I went on to discuss briefly the 3 basic workflows for using Archivematica and asked for feedback on these:
  1. Archivematica is the start of the process. Archivematica produces both the Archival Information Package (AIP) and the Dissemination Information Package (DIP) and the DIP is sent to the repository
  2. The repository is the start of the process and the Submission Information Package (SIP) goes from there into Archivematica. There are potential variations in the workflow here depending on whether you want Archivematica or the repository to produce the DIP
  3. Archivematica is utilised as a tool that is called separate to the repository as part of the workflow

Are there any others that I've missed?

I also talked through some of the ideas we have had for enhancements to Archivematica. We are hoping that subsequent phase of this project will enable us to sponsor some development work which will make Archivematica better or more suitable for inclusion within a wider infrastructure for managing research data. I highlighted the development ideas on our current short list and asked attendees to select whether the ideas were 'very useful', 'quite useful' or 'not at all useful' for their own proposed implementations. 

It is really helpful for us to get feedback from other Archivematica users so that we can ensure that what we are proposing will be more widely useful (and that we haven't missed an alternative solution or workaround). Over the next week the project team will be reviewing the development ideas and the feedback received at the UK Archivematica meeting and speaking to Artefactual Systems (who support Archivematica) about our ideas.

The day finished with an introduction to Binder ("an open source digital repository management application designed to meet the needs and complex digital preservation requirements of cultural heritage institutions"). We watched this video as an introduction to the system and then had a conference call with Ben Fino-Radin from the Museum of Modern Art who was able to answer our questions. Binder looks to be an impressive tool for helping to manage digital assets. Building on the basics of Archivematica (which essentially packages things up for preservation), Binder provides an attractive front end enabling curators to more effectively manage and better understand their digital collections.

The next meeting of the UK Archivematica group is planned to be held in Leeds in October/November 2015. It was agreed that we would schedule a longer session in order to allow for more informal discussion and networking alongside the scheduled presentations and progress reports. I'm confident that the group will have lots more Archivematica activity to report on by the time we next meet.

Friday, 15 May 2015

Jisc Archivematica project update - making progress with the 'how?' and the 'what?'

I mentioned in a previous post that we have funding through the Jisc Research Data Spring initiative for phase 1 of a project to look at the potential of using Archivematica to help manage research data for the longer term. Here is the second of our project updates showing what progress we have made over the last few weeks.

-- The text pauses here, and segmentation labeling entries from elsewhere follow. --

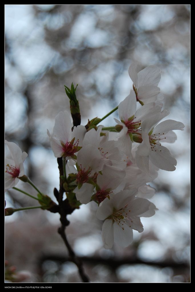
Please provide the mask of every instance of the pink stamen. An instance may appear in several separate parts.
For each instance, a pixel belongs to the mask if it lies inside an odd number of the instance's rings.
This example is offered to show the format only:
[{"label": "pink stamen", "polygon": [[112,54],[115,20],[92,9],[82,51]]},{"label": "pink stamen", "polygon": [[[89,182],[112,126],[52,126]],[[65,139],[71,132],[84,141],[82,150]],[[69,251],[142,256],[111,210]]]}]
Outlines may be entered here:
[{"label": "pink stamen", "polygon": [[10,174],[13,178],[18,178],[20,174],[20,169],[13,165],[10,166],[9,164],[7,164],[5,172]]},{"label": "pink stamen", "polygon": [[[135,118],[134,118],[135,119]],[[125,122],[125,124],[128,128],[128,133],[136,133],[140,131],[140,126],[141,124],[141,121],[139,121],[133,122],[134,119],[131,121],[127,121]]]}]

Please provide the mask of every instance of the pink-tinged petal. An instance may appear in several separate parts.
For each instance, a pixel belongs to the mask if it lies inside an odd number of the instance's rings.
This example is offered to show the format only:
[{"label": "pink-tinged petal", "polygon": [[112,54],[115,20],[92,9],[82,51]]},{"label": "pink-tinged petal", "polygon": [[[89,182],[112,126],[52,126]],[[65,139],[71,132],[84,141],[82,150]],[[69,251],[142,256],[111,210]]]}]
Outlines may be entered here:
[{"label": "pink-tinged petal", "polygon": [[154,196],[156,191],[153,187],[147,185],[144,185],[140,187],[136,196],[139,198],[150,199]]},{"label": "pink-tinged petal", "polygon": [[81,165],[82,169],[87,170],[89,168],[95,172],[101,170],[99,169],[101,155],[99,150],[94,148],[92,145],[84,145],[80,150],[77,155],[77,163],[80,167]]},{"label": "pink-tinged petal", "polygon": [[131,90],[129,95],[118,105],[118,115],[121,120],[126,121],[133,116],[136,111],[137,102],[135,94]]},{"label": "pink-tinged petal", "polygon": [[21,176],[23,176],[25,174],[24,167],[23,162],[20,162],[19,164],[19,169],[20,169],[20,174],[18,176],[19,177],[20,177]]},{"label": "pink-tinged petal", "polygon": [[77,170],[74,165],[71,165],[70,164],[70,161],[68,161],[66,164],[66,173],[67,177],[69,173],[77,173]]},{"label": "pink-tinged petal", "polygon": [[160,112],[162,105],[157,105],[156,103],[156,102],[150,102],[138,109],[135,114],[135,121],[141,120],[143,122],[146,119],[149,118],[151,115]]},{"label": "pink-tinged petal", "polygon": [[153,135],[158,135],[159,133],[166,134],[169,131],[173,130],[180,130],[183,131],[185,126],[182,123],[173,120],[166,120],[161,122],[156,126],[153,131]]},{"label": "pink-tinged petal", "polygon": [[147,133],[146,132],[142,132],[141,138],[143,141],[138,146],[136,153],[139,156],[148,156],[150,152],[150,145],[149,137]]},{"label": "pink-tinged petal", "polygon": [[87,130],[84,126],[79,125],[77,127],[74,127],[73,131],[72,133],[70,140],[73,138],[75,138],[74,142],[76,143],[78,140],[79,142],[78,146],[82,147],[83,141],[86,133]]},{"label": "pink-tinged petal", "polygon": [[112,199],[106,198],[100,204],[96,216],[99,220],[104,220],[112,214],[113,208]]},{"label": "pink-tinged petal", "polygon": [[155,65],[148,66],[137,74],[138,88],[146,85],[157,86],[161,80],[161,70]]},{"label": "pink-tinged petal", "polygon": [[97,131],[95,129],[91,129],[85,134],[83,142],[83,146],[92,145],[98,148],[100,142],[100,133],[101,127],[99,127]]},{"label": "pink-tinged petal", "polygon": [[111,248],[114,243],[114,229],[111,219],[107,219],[102,226],[101,236],[104,247]]},{"label": "pink-tinged petal", "polygon": [[120,151],[124,152],[130,159],[132,157],[131,149],[132,142],[129,135],[127,134],[119,138],[118,147]]},{"label": "pink-tinged petal", "polygon": [[56,116],[54,128],[54,136],[64,144],[70,142],[73,126],[68,112],[61,112]]},{"label": "pink-tinged petal", "polygon": [[129,74],[136,88],[137,87],[137,73],[141,70],[141,66],[137,62],[134,62],[129,68]]},{"label": "pink-tinged petal", "polygon": [[149,157],[152,163],[161,169],[168,171],[175,169],[174,165],[177,165],[177,160],[167,148],[162,145],[156,144],[155,148],[150,152]]},{"label": "pink-tinged petal", "polygon": [[114,223],[114,238],[115,242],[120,246],[126,247],[133,242],[133,230],[129,227],[129,225],[125,223],[122,225],[121,224],[118,225],[115,222]]},{"label": "pink-tinged petal", "polygon": [[28,154],[26,152],[23,152],[22,154],[22,161],[23,162],[24,162]]},{"label": "pink-tinged petal", "polygon": [[147,199],[136,198],[127,208],[129,211],[129,216],[130,217],[136,216],[146,212],[149,209],[150,205],[150,202]]},{"label": "pink-tinged petal", "polygon": [[131,186],[129,190],[125,190],[114,194],[112,197],[115,210],[125,209],[125,206],[134,199],[137,192],[137,189]]},{"label": "pink-tinged petal", "polygon": [[158,122],[169,114],[170,113],[168,110],[164,110],[160,112],[157,112],[151,115],[149,118],[145,119],[141,124],[142,131],[145,131],[149,133],[151,129],[154,127]]},{"label": "pink-tinged petal", "polygon": [[5,142],[8,147],[11,157],[15,162],[16,168],[19,167],[19,164],[22,161],[22,150],[19,146],[13,142],[8,142],[6,140]]},{"label": "pink-tinged petal", "polygon": [[51,147],[55,157],[61,157],[64,153],[64,150],[58,140],[50,137]]},{"label": "pink-tinged petal", "polygon": [[142,225],[140,218],[138,216],[132,216],[128,220],[128,224],[131,228],[134,230],[137,230],[138,232],[142,232],[144,231],[143,225]]},{"label": "pink-tinged petal", "polygon": [[146,212],[143,213],[141,215],[139,215],[139,217],[151,217],[155,215],[156,213],[155,210],[158,210],[158,209],[156,208],[156,206],[153,203],[150,203],[150,205],[148,211],[146,211]]},{"label": "pink-tinged petal", "polygon": [[149,103],[156,100],[160,91],[159,87],[154,85],[140,86],[137,90],[137,97],[144,104]]},{"label": "pink-tinged petal", "polygon": [[19,178],[13,178],[6,172],[5,174],[5,191],[6,192],[8,189],[11,189],[15,187],[19,180]]},{"label": "pink-tinged petal", "polygon": [[105,165],[102,175],[98,175],[97,183],[101,190],[114,190],[121,183],[125,176],[125,171],[108,164]]},{"label": "pink-tinged petal", "polygon": [[80,201],[82,204],[86,204],[90,201],[94,189],[94,186],[86,182],[79,189],[77,187],[74,192],[78,201]]},{"label": "pink-tinged petal", "polygon": [[137,152],[135,154],[135,159],[138,167],[143,171],[149,174],[149,156],[141,156],[139,155]]}]

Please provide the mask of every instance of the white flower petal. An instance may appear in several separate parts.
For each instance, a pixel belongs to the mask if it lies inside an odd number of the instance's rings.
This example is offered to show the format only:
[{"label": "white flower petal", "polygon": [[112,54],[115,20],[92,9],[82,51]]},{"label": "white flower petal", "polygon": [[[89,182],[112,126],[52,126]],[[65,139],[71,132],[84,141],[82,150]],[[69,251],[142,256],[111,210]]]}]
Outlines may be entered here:
[{"label": "white flower petal", "polygon": [[145,184],[139,187],[136,196],[139,198],[150,199],[154,196],[156,192],[156,191],[153,187]]},{"label": "white flower petal", "polygon": [[127,209],[130,210],[129,216],[136,216],[146,212],[149,209],[150,202],[147,199],[136,198],[128,205]]},{"label": "white flower petal", "polygon": [[6,140],[5,142],[8,146],[11,157],[15,162],[15,166],[17,168],[22,161],[22,150],[19,146],[13,142],[8,142]]},{"label": "white flower petal", "polygon": [[174,165],[177,165],[177,160],[172,156],[170,151],[166,147],[156,144],[155,150],[150,152],[150,159],[153,164],[157,167],[173,171],[175,169]]},{"label": "white flower petal", "polygon": [[94,189],[94,186],[86,182],[79,189],[77,187],[74,192],[78,201],[80,201],[82,204],[86,204],[90,201]]},{"label": "white flower petal", "polygon": [[155,65],[148,66],[137,74],[137,86],[146,85],[157,86],[161,80],[161,70]]},{"label": "white flower petal", "polygon": [[101,127],[99,127],[97,131],[95,129],[91,129],[87,132],[83,139],[83,144],[86,146],[92,145],[96,148],[98,148],[100,142],[100,133]]},{"label": "white flower petal", "polygon": [[132,186],[129,190],[125,190],[114,194],[112,198],[115,209],[120,210],[124,208],[134,200],[137,192],[137,189]]},{"label": "white flower petal", "polygon": [[61,157],[64,153],[64,150],[59,140],[50,137],[51,147],[55,157]]},{"label": "white flower petal", "polygon": [[128,220],[128,222],[129,226],[130,226],[131,228],[132,229],[137,230],[140,232],[144,231],[143,225],[139,217],[132,216],[131,217],[130,220]]},{"label": "white flower petal", "polygon": [[87,133],[87,130],[84,126],[79,125],[77,127],[74,127],[73,131],[72,132],[71,137],[70,140],[75,138],[74,143],[76,143],[78,140],[78,146],[82,147],[82,142],[85,135]]},{"label": "white flower petal", "polygon": [[104,220],[112,214],[113,208],[112,199],[106,198],[100,204],[96,216],[100,220]]},{"label": "white flower petal", "polygon": [[135,159],[138,167],[145,172],[149,174],[149,156],[139,155],[137,152],[135,154]]},{"label": "white flower petal", "polygon": [[180,130],[183,131],[185,126],[182,123],[177,122],[173,120],[166,120],[161,122],[156,126],[153,131],[153,134],[158,134],[159,133],[165,134],[173,130]]},{"label": "white flower petal", "polygon": [[134,114],[136,110],[137,101],[135,94],[131,90],[129,95],[119,104],[118,110],[121,120],[125,121]]},{"label": "white flower petal", "polygon": [[114,231],[112,220],[107,219],[103,223],[101,233],[104,247],[111,248],[114,243]]},{"label": "white flower petal", "polygon": [[5,174],[5,191],[8,189],[13,187],[16,185],[20,180],[17,178],[13,178],[12,175],[6,172]]},{"label": "white flower petal", "polygon": [[129,74],[137,88],[137,73],[141,70],[141,66],[137,62],[134,62],[129,68]]},{"label": "white flower petal", "polygon": [[150,202],[150,205],[149,207],[149,208],[148,211],[146,211],[146,212],[143,213],[141,215],[139,215],[139,217],[151,217],[153,216],[155,213],[155,210],[158,210],[156,206],[153,203]]},{"label": "white flower petal", "polygon": [[156,100],[160,91],[159,87],[154,85],[140,86],[137,90],[137,97],[144,103],[149,103]]},{"label": "white flower petal", "polygon": [[[122,229],[122,226],[124,228]],[[114,237],[115,242],[120,246],[126,247],[133,240],[133,230],[129,226],[124,223],[123,225],[114,223]]]},{"label": "white flower petal", "polygon": [[56,118],[54,136],[64,144],[70,142],[72,126],[70,117],[68,112],[61,112]]}]

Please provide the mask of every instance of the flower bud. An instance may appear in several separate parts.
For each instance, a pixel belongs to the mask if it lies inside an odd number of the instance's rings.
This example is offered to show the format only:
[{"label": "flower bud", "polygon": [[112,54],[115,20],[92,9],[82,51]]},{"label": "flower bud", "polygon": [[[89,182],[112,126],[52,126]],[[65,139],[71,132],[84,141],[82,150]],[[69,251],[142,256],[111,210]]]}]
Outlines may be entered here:
[{"label": "flower bud", "polygon": [[13,208],[6,208],[5,209],[5,216],[9,216],[14,213],[14,209]]},{"label": "flower bud", "polygon": [[120,132],[123,128],[122,125],[116,125],[115,126],[115,130],[117,132]]}]

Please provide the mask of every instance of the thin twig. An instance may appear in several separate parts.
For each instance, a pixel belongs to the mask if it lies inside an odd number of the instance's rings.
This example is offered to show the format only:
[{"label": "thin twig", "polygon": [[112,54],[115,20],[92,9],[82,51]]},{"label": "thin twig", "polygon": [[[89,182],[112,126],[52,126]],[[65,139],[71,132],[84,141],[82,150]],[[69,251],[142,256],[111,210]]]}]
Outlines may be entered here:
[{"label": "thin twig", "polygon": [[62,225],[61,227],[58,229],[58,233],[60,234],[63,239],[64,242],[66,246],[68,251],[68,253],[70,256],[70,260],[71,262],[74,263],[77,266],[79,274],[81,276],[83,281],[84,283],[89,283],[89,278],[85,274],[83,270],[82,264],[82,262],[77,258],[75,253],[74,251],[70,245],[69,243],[67,240],[65,232],[65,226]]}]

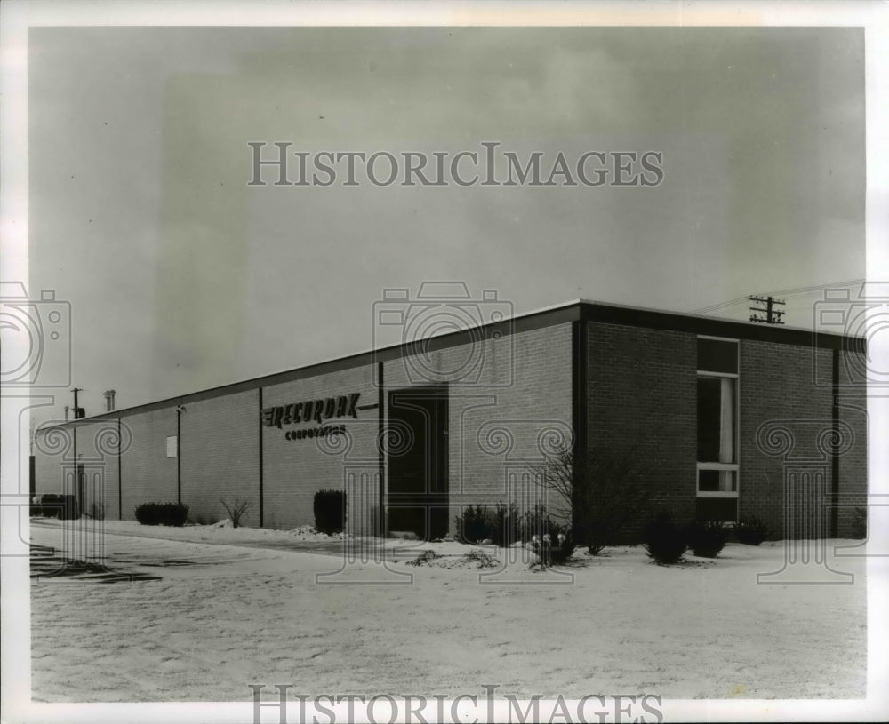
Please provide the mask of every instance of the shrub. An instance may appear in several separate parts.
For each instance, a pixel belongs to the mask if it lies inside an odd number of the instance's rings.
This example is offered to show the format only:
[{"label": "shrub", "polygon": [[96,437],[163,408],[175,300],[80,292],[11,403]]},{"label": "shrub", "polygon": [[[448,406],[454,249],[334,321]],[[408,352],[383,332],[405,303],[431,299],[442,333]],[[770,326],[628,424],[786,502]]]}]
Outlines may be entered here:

I can not quite believe we are already halfway through the first 3 month phase of this project. Where has all the time gone?

The most exciting moment of the last few weeks was during a Skype call between the project teams in York and Hull when within minutes of each other, both institutions managed to get their first test archives transferred into their institutional implementations of Archivematica! A few technical hiccups after the initial setting up of Archivematica had stopped this momentous occasion happening earlier. This does to my mind highlight one of the resourcing implications of Archivematica, that a certain amount of technical skill is required to understand and troubleshoot the error messages and configure the system to ensure that all is working smoothly. With my limited technical abilities, this is not something I would have been able to do myself!

We are now continuing to test the capabilities of Archivematica and alongside this I have read the Archivematica documentation from virtual cover to virtual cover, followed the mailing list posts within interest and chatted to other users. I am hugely grateful to other institutions that have been happy to share information about their infrastructure and workflows. 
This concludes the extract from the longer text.